De VECAI heeft zich tot ons gewend met de vraag, hoe dat nu zit. Zij was van mening dat deze richtlijn dergelijke zaken zou voorkomen.

Een oppervlakkige studie van richtlijn en wet doet mij tot de conclusie komen, dat noch in de richtlijn noch in de wet de verbodsactie van de auteursrechthebbende wordt voorkomen. Er is afgestapt van de gedachte van een dwanglicentie. De richtlijn heeft 36 overwegingen die gelden als toelichting. In die toelichting tref ik zinnen aan die op het tegendeel wijzen. Ondanks het feit dat de verplichte collectieve rechtsuitoefening vastgesteld wordt in de wet, ontneemt dit de afzonderlijke auteursrechthebbende niet het recht van zijn rechten gebruik te maken om bijvoorbeeld een verbod los te krijgen.

Ik begrijp dat dit voor de kabelorganisaties een probleem kan gaan vormen in de toekomst. Bovendien kan het voor kijkers en luisteraars buitengewoon vervelende consequenties hebben als plotseling twee uur lang een zwart gat valt in een uitzending van een openbare omroeporganisatie.

Is mijn voorlopige analyse juist, dat deze wet deze situatie niet zou kunnen voorkomen? Indien dit inderdaad het geval is, ziet de minister dan kans om daaraan in het kader van de richtlijn alsnog iets te doen? De richtlijn ziet af van de mogelijkheid van dwanglicentie. In dat geval kan wel uitgezonden worden, mits de betrokken auteursrechthebbende zijn vergoeding krijgt. De uitzending kan niet worden gedwarsboomd.

Als zou blijken dat door de onmogelijkheid van dwanglicenties er aan dit probleem niets te doen is, is dit zeker een versterking van de argumentatie van de heer Hirsch Ballin over de kant die de auteursrechten opgaan. Zij waren oorspronkelijk bedoeld om ervoor te zorgen dat een schrijver in leven kon blijven en dat er niet aan zijn werken geknoeid werd. Nu zijn zij een bron van exploitatie geworden in de wereld van de massamedia. Middelen die daar in het verleden tegenover gesteld zijn, zoals de dwanglicentie, getuigen van een vermaatschappelijking van het auteursrecht. Die middelen worden ons door de richtlijn ontnomen. In die richting blijkt de Europese Unie te gaan.

Acht de minister nog ruimte aanwezig om in de ontwikkeling van het Europese auteursrecht een sterkere mate van vermaatschappelijking op te nemen?

Minister Sorgdrager:

Mijnheer de voorzitter!

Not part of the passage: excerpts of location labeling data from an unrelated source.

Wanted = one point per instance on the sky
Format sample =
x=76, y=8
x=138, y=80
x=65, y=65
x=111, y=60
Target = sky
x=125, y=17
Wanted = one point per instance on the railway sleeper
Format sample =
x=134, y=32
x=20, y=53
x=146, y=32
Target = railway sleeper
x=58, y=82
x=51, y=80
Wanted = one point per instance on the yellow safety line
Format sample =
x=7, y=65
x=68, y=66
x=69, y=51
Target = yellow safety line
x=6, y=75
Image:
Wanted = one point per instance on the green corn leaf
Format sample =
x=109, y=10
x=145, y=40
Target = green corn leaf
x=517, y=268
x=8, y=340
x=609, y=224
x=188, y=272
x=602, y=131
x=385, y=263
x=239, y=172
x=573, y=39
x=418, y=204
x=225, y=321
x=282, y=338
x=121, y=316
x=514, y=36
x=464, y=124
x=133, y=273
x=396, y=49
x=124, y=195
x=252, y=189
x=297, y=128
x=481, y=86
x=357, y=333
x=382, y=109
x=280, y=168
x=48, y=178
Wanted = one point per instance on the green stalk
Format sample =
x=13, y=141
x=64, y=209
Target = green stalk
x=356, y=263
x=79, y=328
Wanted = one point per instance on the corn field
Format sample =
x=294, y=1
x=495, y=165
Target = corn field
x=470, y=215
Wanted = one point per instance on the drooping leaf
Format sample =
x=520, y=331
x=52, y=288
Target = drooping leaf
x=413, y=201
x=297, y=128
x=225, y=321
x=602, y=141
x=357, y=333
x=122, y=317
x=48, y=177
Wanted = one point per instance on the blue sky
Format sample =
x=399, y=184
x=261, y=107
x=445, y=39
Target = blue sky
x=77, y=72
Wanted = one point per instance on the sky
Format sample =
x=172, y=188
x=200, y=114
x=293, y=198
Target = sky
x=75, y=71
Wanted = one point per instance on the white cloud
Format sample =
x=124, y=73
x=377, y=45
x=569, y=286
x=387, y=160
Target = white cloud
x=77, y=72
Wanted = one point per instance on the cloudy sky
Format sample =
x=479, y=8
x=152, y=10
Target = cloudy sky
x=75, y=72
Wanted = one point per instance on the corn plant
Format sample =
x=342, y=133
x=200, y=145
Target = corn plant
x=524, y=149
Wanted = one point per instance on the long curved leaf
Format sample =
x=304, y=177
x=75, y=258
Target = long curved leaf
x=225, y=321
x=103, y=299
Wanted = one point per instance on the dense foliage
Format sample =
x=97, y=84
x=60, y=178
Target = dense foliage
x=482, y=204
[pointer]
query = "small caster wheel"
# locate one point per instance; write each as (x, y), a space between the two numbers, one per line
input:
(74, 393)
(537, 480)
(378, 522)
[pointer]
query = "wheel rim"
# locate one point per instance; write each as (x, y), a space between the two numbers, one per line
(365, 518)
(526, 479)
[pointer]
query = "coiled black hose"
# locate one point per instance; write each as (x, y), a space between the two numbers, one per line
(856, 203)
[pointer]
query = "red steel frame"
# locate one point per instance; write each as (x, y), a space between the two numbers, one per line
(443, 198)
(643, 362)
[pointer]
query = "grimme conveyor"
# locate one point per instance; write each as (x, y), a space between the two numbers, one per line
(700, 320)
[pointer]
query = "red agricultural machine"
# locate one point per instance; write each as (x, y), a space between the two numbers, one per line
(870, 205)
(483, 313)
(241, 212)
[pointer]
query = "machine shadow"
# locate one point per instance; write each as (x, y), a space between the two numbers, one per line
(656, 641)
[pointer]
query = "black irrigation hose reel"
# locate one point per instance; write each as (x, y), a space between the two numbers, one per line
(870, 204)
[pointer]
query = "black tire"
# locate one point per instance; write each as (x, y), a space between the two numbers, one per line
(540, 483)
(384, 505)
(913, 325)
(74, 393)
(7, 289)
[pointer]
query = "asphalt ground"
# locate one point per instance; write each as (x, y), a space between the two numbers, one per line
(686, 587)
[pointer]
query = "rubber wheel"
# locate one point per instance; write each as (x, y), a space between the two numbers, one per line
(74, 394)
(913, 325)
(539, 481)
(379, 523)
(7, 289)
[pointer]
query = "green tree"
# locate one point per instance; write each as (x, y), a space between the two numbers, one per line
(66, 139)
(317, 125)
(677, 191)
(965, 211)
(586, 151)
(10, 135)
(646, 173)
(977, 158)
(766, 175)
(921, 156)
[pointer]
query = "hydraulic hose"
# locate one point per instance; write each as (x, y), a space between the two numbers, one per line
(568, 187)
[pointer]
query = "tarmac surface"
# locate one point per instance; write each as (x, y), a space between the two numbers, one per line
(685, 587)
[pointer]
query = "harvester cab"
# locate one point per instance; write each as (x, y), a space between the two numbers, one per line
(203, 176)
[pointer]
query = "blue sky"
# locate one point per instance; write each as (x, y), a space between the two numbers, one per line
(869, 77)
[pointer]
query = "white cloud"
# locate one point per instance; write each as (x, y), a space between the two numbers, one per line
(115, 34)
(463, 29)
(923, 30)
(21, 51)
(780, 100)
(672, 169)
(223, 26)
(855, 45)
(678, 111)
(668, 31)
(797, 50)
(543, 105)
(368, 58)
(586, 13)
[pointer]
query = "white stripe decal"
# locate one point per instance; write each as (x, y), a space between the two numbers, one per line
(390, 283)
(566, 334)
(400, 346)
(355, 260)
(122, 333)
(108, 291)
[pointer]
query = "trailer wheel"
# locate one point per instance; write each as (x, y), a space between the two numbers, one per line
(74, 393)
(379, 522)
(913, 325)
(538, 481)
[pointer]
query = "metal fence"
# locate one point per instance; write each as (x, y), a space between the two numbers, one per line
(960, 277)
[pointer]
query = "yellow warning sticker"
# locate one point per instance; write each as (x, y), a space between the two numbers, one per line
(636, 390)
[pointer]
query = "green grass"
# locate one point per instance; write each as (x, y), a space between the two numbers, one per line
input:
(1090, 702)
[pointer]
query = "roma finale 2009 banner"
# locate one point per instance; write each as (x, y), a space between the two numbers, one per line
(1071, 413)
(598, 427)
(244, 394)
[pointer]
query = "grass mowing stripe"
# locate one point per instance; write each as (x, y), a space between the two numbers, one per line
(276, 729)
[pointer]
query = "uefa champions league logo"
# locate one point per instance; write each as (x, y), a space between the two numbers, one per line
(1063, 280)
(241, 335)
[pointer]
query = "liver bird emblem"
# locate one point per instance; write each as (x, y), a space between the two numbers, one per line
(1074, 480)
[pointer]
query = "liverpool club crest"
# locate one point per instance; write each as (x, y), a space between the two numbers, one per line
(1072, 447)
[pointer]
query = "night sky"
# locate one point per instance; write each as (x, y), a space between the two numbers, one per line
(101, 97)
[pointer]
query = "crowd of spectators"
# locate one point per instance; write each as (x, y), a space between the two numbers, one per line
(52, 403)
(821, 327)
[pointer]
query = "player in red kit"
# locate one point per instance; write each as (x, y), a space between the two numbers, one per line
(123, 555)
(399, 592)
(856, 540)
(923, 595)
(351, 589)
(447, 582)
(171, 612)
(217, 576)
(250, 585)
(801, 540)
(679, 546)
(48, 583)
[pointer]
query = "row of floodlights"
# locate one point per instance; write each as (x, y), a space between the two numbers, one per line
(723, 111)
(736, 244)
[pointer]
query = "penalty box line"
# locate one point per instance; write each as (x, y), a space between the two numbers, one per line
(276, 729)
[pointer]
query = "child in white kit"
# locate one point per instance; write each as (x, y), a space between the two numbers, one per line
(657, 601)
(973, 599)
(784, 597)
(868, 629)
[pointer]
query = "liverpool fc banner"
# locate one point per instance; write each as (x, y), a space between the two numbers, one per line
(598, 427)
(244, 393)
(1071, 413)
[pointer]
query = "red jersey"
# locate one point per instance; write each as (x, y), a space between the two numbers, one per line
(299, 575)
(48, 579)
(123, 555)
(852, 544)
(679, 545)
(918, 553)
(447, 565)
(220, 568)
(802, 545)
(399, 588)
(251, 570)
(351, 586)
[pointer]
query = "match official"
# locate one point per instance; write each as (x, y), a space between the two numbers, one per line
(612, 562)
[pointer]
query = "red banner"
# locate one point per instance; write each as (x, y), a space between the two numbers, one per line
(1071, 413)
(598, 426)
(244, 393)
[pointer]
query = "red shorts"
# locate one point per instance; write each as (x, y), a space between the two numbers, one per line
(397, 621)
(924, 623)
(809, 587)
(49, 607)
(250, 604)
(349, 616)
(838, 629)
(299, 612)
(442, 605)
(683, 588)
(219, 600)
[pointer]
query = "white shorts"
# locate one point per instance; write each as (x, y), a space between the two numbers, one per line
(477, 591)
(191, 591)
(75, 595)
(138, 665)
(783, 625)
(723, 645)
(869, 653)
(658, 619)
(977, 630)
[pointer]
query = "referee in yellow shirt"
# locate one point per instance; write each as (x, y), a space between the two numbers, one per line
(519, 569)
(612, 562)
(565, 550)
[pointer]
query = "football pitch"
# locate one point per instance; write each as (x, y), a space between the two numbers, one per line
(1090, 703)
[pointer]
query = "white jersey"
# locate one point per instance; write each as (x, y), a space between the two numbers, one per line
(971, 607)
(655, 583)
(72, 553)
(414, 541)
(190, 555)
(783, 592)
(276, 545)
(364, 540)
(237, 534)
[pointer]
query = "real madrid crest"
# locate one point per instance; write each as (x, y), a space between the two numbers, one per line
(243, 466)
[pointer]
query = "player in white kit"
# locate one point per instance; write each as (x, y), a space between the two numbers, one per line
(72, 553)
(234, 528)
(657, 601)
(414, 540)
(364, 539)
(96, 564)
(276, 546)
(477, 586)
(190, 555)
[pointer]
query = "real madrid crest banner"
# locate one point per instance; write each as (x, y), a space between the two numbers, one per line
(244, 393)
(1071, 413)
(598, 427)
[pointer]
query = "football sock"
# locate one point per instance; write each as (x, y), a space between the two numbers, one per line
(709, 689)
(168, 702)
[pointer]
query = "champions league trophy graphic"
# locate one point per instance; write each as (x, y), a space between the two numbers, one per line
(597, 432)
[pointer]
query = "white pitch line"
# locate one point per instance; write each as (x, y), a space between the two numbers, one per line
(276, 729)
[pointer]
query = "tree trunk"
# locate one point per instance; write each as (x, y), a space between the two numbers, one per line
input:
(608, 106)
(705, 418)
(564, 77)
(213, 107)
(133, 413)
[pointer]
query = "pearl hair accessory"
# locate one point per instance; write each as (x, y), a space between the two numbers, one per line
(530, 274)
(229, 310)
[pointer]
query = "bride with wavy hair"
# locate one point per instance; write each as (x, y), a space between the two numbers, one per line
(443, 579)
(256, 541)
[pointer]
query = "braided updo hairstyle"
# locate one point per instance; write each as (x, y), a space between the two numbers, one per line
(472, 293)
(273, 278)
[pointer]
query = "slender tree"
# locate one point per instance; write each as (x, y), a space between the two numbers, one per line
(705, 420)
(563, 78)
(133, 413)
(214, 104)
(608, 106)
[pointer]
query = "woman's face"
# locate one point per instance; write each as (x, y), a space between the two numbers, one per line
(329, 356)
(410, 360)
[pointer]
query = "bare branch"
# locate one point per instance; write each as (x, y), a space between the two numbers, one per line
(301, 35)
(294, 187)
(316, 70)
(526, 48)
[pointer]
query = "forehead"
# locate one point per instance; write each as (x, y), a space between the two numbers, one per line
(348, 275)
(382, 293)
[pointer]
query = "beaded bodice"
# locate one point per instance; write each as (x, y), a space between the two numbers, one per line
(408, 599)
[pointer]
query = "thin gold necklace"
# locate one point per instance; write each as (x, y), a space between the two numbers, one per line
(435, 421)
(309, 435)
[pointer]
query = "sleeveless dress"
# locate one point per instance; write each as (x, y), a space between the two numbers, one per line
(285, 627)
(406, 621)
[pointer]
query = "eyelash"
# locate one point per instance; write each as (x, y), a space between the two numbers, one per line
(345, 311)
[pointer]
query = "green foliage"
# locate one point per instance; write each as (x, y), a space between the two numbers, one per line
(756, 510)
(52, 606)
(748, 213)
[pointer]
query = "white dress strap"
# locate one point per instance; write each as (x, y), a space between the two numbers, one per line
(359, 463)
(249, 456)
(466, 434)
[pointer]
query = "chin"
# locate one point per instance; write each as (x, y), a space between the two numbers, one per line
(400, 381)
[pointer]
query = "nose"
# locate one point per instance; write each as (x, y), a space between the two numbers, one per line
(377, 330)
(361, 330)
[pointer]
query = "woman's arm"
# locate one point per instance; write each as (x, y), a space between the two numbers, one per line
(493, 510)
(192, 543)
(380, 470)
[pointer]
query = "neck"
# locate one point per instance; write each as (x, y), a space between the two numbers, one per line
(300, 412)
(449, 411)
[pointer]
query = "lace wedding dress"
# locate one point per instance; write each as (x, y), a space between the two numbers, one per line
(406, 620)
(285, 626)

De heer Hirsch Ballin heeft zijn zorg uitgesproken over de ontwikkelingen van het auteursrecht. Daarover hebben wij het al eerder gehad, onder andere bij de behandeling van het vorige wetsontwerp. Ook toen heb ik gezegd dat de zorg van de heer Hirsch Ballin de mijne is.

Het vervelende is dat zich een Europese ontwikkeling aftekent, die ook naar mijn idee soms de verkeerde kant uit gaat. Ik meen dat bij de benadering van dit soort problemen met verschillende belangen rekening moet worden gehouden. Ik denk aan commerciële belangen, belangen van onderwijs en onderzoek, het publieke belang etcetera. Wij moeten proberen om richtlijnen en afspraken te maken waarbij alle belangen een gelijkwaardige rol spelen. In januari van dit jaar heb ik een brief aan de Europese Commissie gestuurd, waarin ik mijn zorg over de ontwikkeling in Europa kenbaar heb gemaakt. Iedere keer als Nederland meedoet aan de onderhandelingen in het kader van de totstandkoming van de richtlijn, proberen wij juist deze elementen in te brengen. Maar natuurlijk is Nederland op dit moment maar één van de vijftien lidstaten. In de toekomst zijn er misschien nog meer lidstaten. De invloed is dus naar zijn aard beperkt.

De heer Jurgens heeft gezegd dat het ontstaan van de richtlijn op zichzelf te weinig aandacht krijgt. Dat is ook voor mij een punt van zorg. Echter, er wordt binnen het ministerie steeds meer dan vroeger misschien wel het geval was, gesproken over de totstandkoming van richtlijnen en de in te nemen standpunten. Zeer veel ambtenaren gaan nogal eens naar Brussel. Het gaat dan om overleg op allerlei gebieden. Er vindt veel uitwisseling plaats op juridisch gebied. Het is zaak dat de Nederlandse politiek daarop invloed houdt.

In de procedure is niet voorzien dat de nationale parlementen zich uitspreken over een concept-richtlijn. Wij hebben nu juist gekozen voor de Europese procedure, waarbij het Europees Parlement die rol speelt. Dat neemt niet weg dat wij regelmatig de Tweede Kamer informeren over datgene wat in Europa aanhangig is. Als de Kamer daarover bepaalde uitspraken wil doen, moet zij daartoe ook de gelegenheid hebben. Maar ik denk dat het niet goed is als het nationale parlement dan ook nog eens formeel concept-richtlijnen moet goedkeuren.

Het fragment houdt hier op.